African nations will likely be weighing their options and assessing the potential benefits they can attain through their interactions with Minister Qin and China in comparison to the opportunities presented by other nations. It remains to be seen how African countries will balance their economic and political goals with their relations with various international partners.
The Socio-Economic Relationship Between China & Africa
The relationship between China and Africa is complex and multifaceted, shaped by a history of economic, political, and cultural interactions. China has been creating its presence in Africa since the late 1990s, with trade and investment being the main drivers of this relationship. However, the association has not been without its challenges and criticisms.
Economically, China has become one of Africa’s largest trading partners and investors. According to the Chinese government, trade between China and Africa reached $208 billion in 2019, with Chinese investment in Africa totaling $110 billion by 2018. China’s investments in Africa have primarily focused on infrastructure projects such as railways, ports, highways, and mining and energy sectors. This has helped to boost economic growth in many African countries and improve the living standards of its people.

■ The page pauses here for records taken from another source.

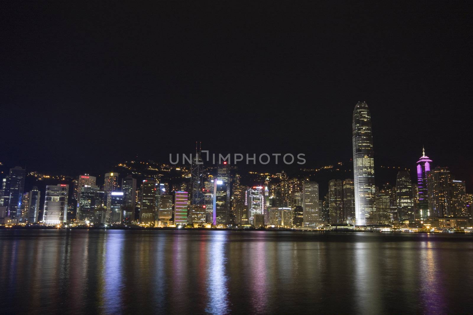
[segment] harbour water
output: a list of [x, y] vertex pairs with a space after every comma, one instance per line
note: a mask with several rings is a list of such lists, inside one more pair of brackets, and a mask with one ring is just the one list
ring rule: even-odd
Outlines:
[[0, 313], [464, 314], [468, 235], [0, 231]]

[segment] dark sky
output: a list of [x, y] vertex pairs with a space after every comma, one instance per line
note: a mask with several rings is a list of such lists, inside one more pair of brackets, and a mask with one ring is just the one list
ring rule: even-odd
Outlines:
[[366, 101], [377, 165], [423, 145], [472, 182], [467, 2], [255, 2], [2, 1], [0, 162], [74, 175], [195, 141], [347, 161]]

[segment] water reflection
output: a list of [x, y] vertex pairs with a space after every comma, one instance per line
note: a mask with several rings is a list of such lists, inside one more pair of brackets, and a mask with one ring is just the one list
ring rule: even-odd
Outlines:
[[[426, 237], [429, 238], [429, 235]], [[428, 239], [420, 243], [419, 252], [420, 300], [426, 313], [445, 314], [446, 304], [442, 294], [445, 288], [443, 275], [439, 272], [438, 261], [436, 261], [434, 244]], [[428, 301], [428, 303], [424, 303]]]
[[209, 302], [205, 311], [211, 314], [228, 312], [228, 277], [225, 270], [227, 235], [224, 231], [214, 232], [207, 248], [206, 282]]
[[0, 231], [2, 314], [465, 313], [466, 235]]
[[122, 308], [123, 289], [122, 264], [124, 235], [120, 231], [110, 231], [105, 238], [104, 251], [104, 288], [102, 291], [104, 309], [107, 313], [117, 313]]

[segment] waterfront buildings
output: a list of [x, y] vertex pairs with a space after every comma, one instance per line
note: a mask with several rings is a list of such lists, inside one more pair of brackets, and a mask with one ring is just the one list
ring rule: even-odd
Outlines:
[[377, 221], [374, 153], [371, 116], [366, 102], [355, 106], [352, 128], [356, 224], [373, 224]]
[[69, 185], [46, 186], [43, 220], [44, 224], [55, 225], [66, 222], [69, 193]]
[[302, 185], [303, 219], [304, 226], [322, 223], [319, 206], [319, 184], [306, 181]]

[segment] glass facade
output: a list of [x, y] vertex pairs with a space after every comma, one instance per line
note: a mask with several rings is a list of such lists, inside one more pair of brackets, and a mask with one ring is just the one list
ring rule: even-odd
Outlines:
[[374, 224], [377, 221], [375, 206], [374, 154], [371, 116], [366, 102], [358, 102], [355, 106], [352, 127], [355, 223]]

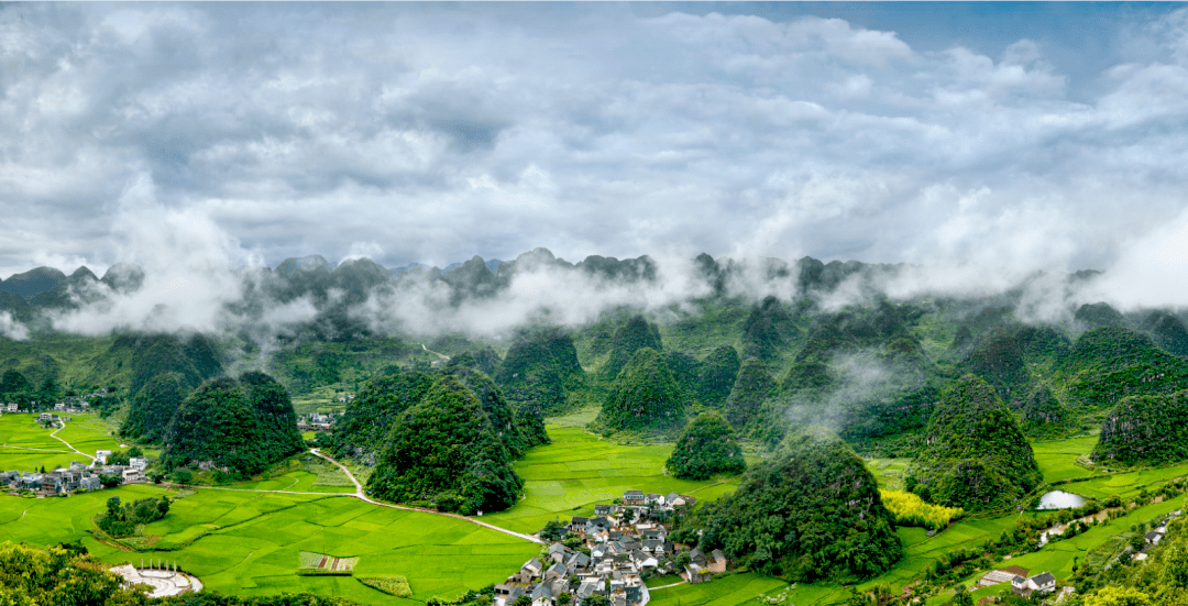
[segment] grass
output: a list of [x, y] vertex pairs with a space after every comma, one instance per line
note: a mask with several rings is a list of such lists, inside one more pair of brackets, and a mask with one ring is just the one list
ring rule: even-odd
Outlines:
[[1097, 444], [1097, 436], [1083, 436], [1049, 442], [1032, 442], [1031, 450], [1035, 453], [1036, 463], [1040, 465], [1043, 479], [1055, 482], [1100, 474], [1100, 472], [1086, 469], [1076, 465], [1076, 457], [1088, 454]]
[[911, 459], [867, 459], [866, 468], [874, 474], [879, 482], [879, 488], [884, 491], [903, 490], [903, 472], [908, 468]]
[[[49, 431], [27, 421], [25, 415], [0, 418], [0, 437], [18, 444], [45, 444]], [[662, 471], [670, 444], [620, 444], [576, 425], [550, 423], [552, 444], [532, 449], [516, 463], [517, 472], [526, 481], [526, 497], [508, 511], [484, 516], [484, 522], [535, 532], [555, 517], [588, 515], [593, 504], [609, 501], [625, 490], [675, 491], [709, 500], [732, 492], [738, 484], [738, 478], [703, 482], [677, 480]], [[89, 443], [88, 440], [95, 440], [97, 443], [106, 435], [101, 427], [80, 422], [77, 428], [71, 429], [80, 433], [80, 441]], [[62, 446], [61, 442], [57, 444]], [[1088, 471], [1069, 465], [1069, 461], [1088, 448], [1092, 448], [1089, 438], [1035, 444], [1036, 457], [1049, 480], [1085, 476], [1076, 474]], [[904, 459], [867, 461], [883, 487], [897, 481], [906, 463]], [[146, 537], [152, 539], [146, 543], [156, 549], [145, 554], [120, 551], [95, 541], [88, 532], [90, 518], [103, 509], [112, 495], [120, 495], [124, 500], [159, 495], [165, 492], [160, 486], [125, 486], [57, 499], [0, 497], [0, 541], [39, 545], [82, 541], [91, 553], [113, 564], [137, 561], [141, 555], [176, 560], [208, 587], [238, 595], [307, 591], [362, 604], [405, 601], [407, 606], [412, 606], [412, 601], [387, 595], [353, 579], [298, 576], [298, 554], [312, 551], [358, 556], [356, 577], [394, 579], [403, 575], [411, 581], [415, 591], [411, 599], [424, 601], [434, 595], [457, 596], [466, 589], [499, 582], [539, 549], [538, 545], [462, 520], [377, 507], [335, 494], [333, 491], [350, 491], [353, 487], [336, 486], [346, 478], [320, 460], [297, 457], [290, 467], [279, 472], [283, 473], [268, 480], [235, 487], [282, 492], [200, 488], [183, 494], [172, 493], [182, 498], [173, 503], [170, 515], [145, 526]], [[1129, 495], [1144, 486], [1154, 487], [1186, 473], [1188, 463], [1114, 476], [1088, 475], [1088, 480], [1063, 488], [1092, 497]], [[1101, 545], [1118, 543], [1132, 524], [1149, 522], [1182, 506], [1183, 498], [1148, 505], [1108, 524], [1094, 526], [1083, 535], [1055, 542], [1037, 553], [1017, 556], [998, 566], [1051, 570], [1057, 577], [1066, 577], [1074, 557], [1083, 562], [1089, 551], [1102, 551]], [[859, 588], [876, 585], [902, 587], [937, 556], [996, 538], [1003, 530], [1013, 528], [1016, 518], [1016, 515], [1006, 515], [962, 519], [933, 537], [925, 536], [922, 529], [901, 528], [897, 532], [905, 547], [904, 558], [886, 574]], [[973, 579], [977, 576], [969, 580]], [[676, 579], [658, 579], [649, 585], [658, 587], [671, 582]], [[652, 600], [658, 606], [757, 606], [756, 596], [779, 593], [785, 587], [788, 585], [778, 579], [734, 574], [710, 583], [682, 583], [658, 589], [652, 593]], [[994, 595], [999, 591], [1000, 587], [991, 587], [979, 591], [975, 596]], [[848, 588], [833, 583], [798, 585], [792, 589], [790, 601], [797, 606], [827, 605], [839, 604], [848, 596]], [[947, 599], [942, 595], [934, 601]]]
[[[109, 429], [95, 414], [71, 414], [72, 421], [58, 436], [70, 442], [75, 448], [87, 454], [95, 450], [114, 450], [120, 443], [108, 435]], [[67, 448], [50, 434], [53, 429], [43, 429], [37, 423], [37, 415], [0, 416], [0, 471], [32, 472], [45, 466], [46, 469], [67, 467], [70, 461], [90, 463], [78, 453]]]
[[91, 516], [109, 497], [132, 500], [163, 492], [159, 486], [135, 485], [69, 498], [0, 497], [0, 541], [38, 545], [81, 541], [113, 564], [150, 555], [176, 560], [220, 592], [314, 592], [362, 604], [391, 604], [393, 598], [352, 579], [298, 576], [298, 554], [359, 556], [355, 574], [400, 573], [415, 580], [415, 598], [424, 601], [503, 581], [539, 549], [467, 522], [377, 507], [348, 497], [214, 488], [177, 499], [169, 516], [145, 526], [145, 535], [160, 537], [157, 551], [120, 551], [88, 532]]
[[619, 444], [580, 427], [550, 423], [552, 443], [533, 448], [516, 462], [526, 497], [484, 522], [518, 532], [536, 532], [554, 518], [589, 516], [628, 490], [677, 492], [713, 500], [738, 487], [739, 478], [690, 481], [664, 474], [671, 444]]
[[[708, 583], [683, 583], [650, 592], [655, 606], [734, 606], [754, 600], [759, 594], [778, 593], [788, 583], [754, 573], [726, 575]], [[798, 601], [792, 604], [800, 605]]]
[[409, 598], [412, 595], [412, 588], [409, 586], [409, 580], [400, 576], [356, 576], [355, 580], [366, 585], [367, 587], [373, 587], [388, 595], [396, 595], [397, 598]]
[[1159, 469], [1143, 469], [1138, 472], [1119, 473], [1105, 478], [1068, 484], [1061, 486], [1062, 490], [1074, 492], [1094, 499], [1102, 499], [1112, 494], [1119, 497], [1133, 497], [1145, 487], [1155, 487], [1168, 480], [1188, 474], [1188, 463], [1174, 465]]

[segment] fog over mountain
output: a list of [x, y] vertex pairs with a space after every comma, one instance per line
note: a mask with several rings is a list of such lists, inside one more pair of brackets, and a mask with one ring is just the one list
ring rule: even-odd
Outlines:
[[[797, 267], [765, 258], [906, 264], [817, 289], [827, 309], [1184, 304], [1188, 10], [843, 8], [6, 5], [0, 277], [70, 276], [61, 330], [261, 340], [331, 308], [334, 329], [500, 334], [715, 288], [790, 301]], [[536, 247], [655, 277], [384, 271]], [[702, 252], [734, 260], [721, 284]], [[309, 254], [316, 288], [268, 270]], [[27, 337], [5, 301], [0, 335]]]

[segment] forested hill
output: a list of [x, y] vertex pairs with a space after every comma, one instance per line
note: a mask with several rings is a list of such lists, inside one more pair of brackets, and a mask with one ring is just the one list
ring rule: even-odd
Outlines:
[[[30, 330], [0, 337], [0, 398], [44, 408], [112, 387], [93, 399], [126, 412], [121, 434], [159, 443], [203, 381], [267, 368], [299, 412], [346, 409], [349, 437], [334, 447], [375, 461], [387, 428], [447, 366], [473, 373], [455, 374], [480, 403], [494, 402], [481, 391], [498, 391], [517, 428], [501, 438], [510, 452], [545, 440], [545, 416], [596, 410], [602, 433], [675, 438], [694, 416], [716, 411], [762, 448], [819, 423], [861, 453], [911, 456], [942, 393], [966, 374], [1023, 430], [1045, 437], [1091, 430], [1126, 397], [1188, 389], [1177, 310], [1091, 302], [1064, 303], [1049, 323], [1024, 314], [1036, 280], [1073, 292], [1092, 274], [1029, 277], [992, 296], [891, 297], [883, 288], [916, 269], [702, 254], [675, 271], [649, 257], [569, 263], [543, 248], [448, 270], [311, 255], [240, 272], [241, 301], [223, 305], [225, 330], [100, 337], [50, 322], [135, 296], [151, 277], [126, 265], [97, 279], [90, 270], [27, 272], [0, 284], [0, 307]], [[574, 292], [539, 290], [557, 284]], [[614, 296], [599, 299], [605, 291]], [[37, 298], [46, 292], [58, 303]], [[268, 324], [278, 309], [297, 308], [301, 318]], [[488, 316], [503, 328], [484, 324]], [[356, 398], [345, 406], [348, 396]]]

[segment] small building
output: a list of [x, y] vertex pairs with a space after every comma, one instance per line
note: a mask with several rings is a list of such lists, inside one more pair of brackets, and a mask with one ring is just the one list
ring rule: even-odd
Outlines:
[[1056, 577], [1051, 573], [1040, 573], [1026, 579], [1011, 579], [1011, 592], [1022, 598], [1031, 598], [1034, 593], [1051, 593], [1056, 591]]
[[689, 581], [690, 583], [703, 583], [712, 579], [709, 569], [702, 568], [701, 566], [697, 564], [689, 564], [684, 567], [684, 573], [681, 576], [683, 576], [684, 580]]
[[709, 553], [709, 562], [706, 568], [710, 573], [725, 573], [726, 572], [726, 554], [721, 549], [715, 549]]

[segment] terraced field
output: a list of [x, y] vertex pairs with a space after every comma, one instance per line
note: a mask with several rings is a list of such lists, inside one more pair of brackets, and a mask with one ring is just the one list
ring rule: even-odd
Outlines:
[[[87, 530], [113, 495], [159, 495], [152, 485], [65, 499], [0, 498], [0, 539], [55, 544], [82, 541], [113, 564], [148, 554], [120, 551]], [[175, 493], [176, 495], [176, 493]], [[152, 557], [176, 560], [213, 589], [241, 594], [315, 592], [364, 604], [394, 598], [350, 577], [298, 576], [301, 551], [360, 556], [361, 576], [405, 575], [419, 601], [456, 596], [498, 582], [539, 547], [428, 513], [377, 507], [349, 497], [253, 493], [202, 488], [178, 499], [145, 532], [159, 537]], [[409, 602], [411, 604], [411, 602]]]
[[713, 500], [734, 492], [738, 476], [706, 481], [664, 474], [671, 444], [625, 446], [577, 427], [550, 424], [552, 443], [533, 448], [516, 462], [526, 497], [512, 509], [482, 520], [517, 532], [537, 532], [554, 518], [593, 515], [598, 503], [611, 503], [624, 491], [678, 492]]
[[[70, 442], [78, 450], [94, 455], [95, 450], [112, 450], [120, 447], [119, 442], [108, 435], [107, 427], [96, 415], [72, 414], [70, 417], [74, 421], [67, 423], [65, 429], [58, 433], [58, 437]], [[0, 471], [32, 472], [42, 466], [52, 469], [82, 459], [78, 453], [67, 448], [67, 444], [55, 440], [50, 435], [52, 433], [52, 429], [43, 429], [37, 423], [37, 415], [0, 416]], [[81, 462], [89, 463], [90, 460]]]
[[[27, 421], [13, 416], [0, 422], [0, 438], [30, 447], [64, 449]], [[89, 428], [89, 434], [88, 434]], [[88, 448], [107, 440], [100, 425], [80, 423], [77, 436]], [[526, 497], [506, 512], [484, 516], [484, 522], [520, 532], [535, 532], [549, 519], [588, 515], [593, 504], [620, 497], [625, 490], [655, 492], [676, 491], [701, 499], [714, 499], [732, 492], [737, 478], [691, 482], [664, 475], [668, 444], [619, 444], [588, 434], [573, 424], [550, 424], [552, 444], [539, 447], [516, 463], [526, 480]], [[51, 440], [53, 443], [50, 443]], [[1045, 478], [1091, 478], [1066, 485], [1091, 497], [1136, 494], [1144, 486], [1188, 474], [1188, 463], [1165, 469], [1131, 472], [1093, 478], [1092, 472], [1075, 465], [1079, 454], [1092, 449], [1092, 438], [1074, 438], [1035, 444], [1036, 457]], [[110, 446], [108, 446], [110, 447]], [[69, 456], [67, 456], [69, 460]], [[867, 465], [880, 485], [893, 485], [908, 460], [872, 460]], [[354, 579], [298, 576], [301, 551], [358, 556], [356, 576], [394, 576], [409, 579], [412, 601], [423, 602], [432, 595], [455, 596], [468, 588], [498, 582], [537, 554], [538, 545], [516, 539], [462, 520], [419, 512], [378, 507], [358, 499], [337, 495], [350, 492], [346, 476], [320, 461], [296, 462], [292, 471], [268, 480], [235, 486], [236, 490], [201, 488], [181, 497], [170, 515], [146, 526], [157, 551], [152, 557], [176, 560], [198, 575], [207, 586], [234, 594], [252, 595], [277, 592], [309, 591], [339, 595], [362, 604], [393, 604], [399, 599], [385, 595]], [[251, 492], [280, 491], [280, 492]], [[0, 498], [0, 541], [53, 544], [82, 541], [105, 561], [134, 561], [140, 554], [120, 551], [99, 543], [89, 534], [90, 518], [105, 506], [107, 498], [120, 495], [131, 500], [158, 495], [164, 488], [152, 485], [128, 486], [114, 491], [77, 494], [65, 499]], [[324, 494], [298, 494], [303, 492]], [[1148, 505], [1108, 524], [1043, 550], [1018, 556], [1011, 564], [1032, 570], [1051, 570], [1067, 576], [1074, 557], [1085, 560], [1091, 549], [1126, 536], [1131, 524], [1149, 522], [1183, 506], [1183, 498]], [[860, 586], [892, 585], [901, 587], [927, 568], [939, 555], [949, 550], [980, 544], [1011, 529], [1015, 515], [997, 518], [966, 519], [934, 537], [915, 528], [901, 528], [905, 557], [887, 574]], [[150, 555], [145, 554], [145, 555]], [[971, 577], [972, 581], [975, 577]], [[675, 580], [670, 580], [675, 581]], [[659, 581], [649, 583], [653, 587]], [[775, 594], [786, 586], [778, 579], [739, 574], [706, 585], [678, 585], [653, 592], [658, 606], [758, 606], [756, 596]], [[975, 593], [977, 598], [996, 595], [1001, 587]], [[791, 593], [797, 606], [839, 604], [849, 591], [830, 583], [798, 585]], [[929, 604], [943, 604], [948, 595]]]
[[1072, 478], [1088, 478], [1100, 474], [1076, 465], [1076, 457], [1086, 455], [1098, 444], [1097, 436], [1073, 437], [1049, 442], [1031, 442], [1036, 463], [1043, 472], [1044, 481], [1055, 482]]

Politically, China has forged close ties with many African countries, with many leaders seeing China as a critical partner in their development efforts. In addition, China has been involved in peacekeeping operations in Africa and has provided aid and technical assistance to many African countries. However, some Western nations have criticized China for its lack of transparency and democratic accountability in its relationships with African countries and for exploiting African natural resources for its benefit.
Culturally, China and Africa have a long history of cultural exchange, with many African countries having a significant Chinese expatriate population. This has led to establishing of many Chinese-funded cultural centers, schools, and universities in Africa, promoting dialogue and cultural exchange between the two regions.
What The Future Looks Like?
“Minister Qin’s visit to Africa is expected to be met with a favorable reception, as African leaders will be eager to engage with him and gain an understanding of his ideas and strategies. In addition, the African Union, and its member leaders, will look to establish personal contact with him and align themselves with China’s plans moving forward”, states the researcher.
In Egypt, the foreign minister’s itinerary includes a meeting with the Arab League’s Secretary- before the conclusion of his week-long tour on Saturday.
In recent years, the relationship between China and Africa has come under scrutiny due to growing concerns about China’s economic and political influence on the continent. Some accuse China of exploitative and unsustainable practices, while others argue that China’s investment and engagement in Africa are essential for the continent’s economic development. Overall, it’s a complex relationship that both sides must navigate to achieve their goals while also addressing concerns raised by third parties.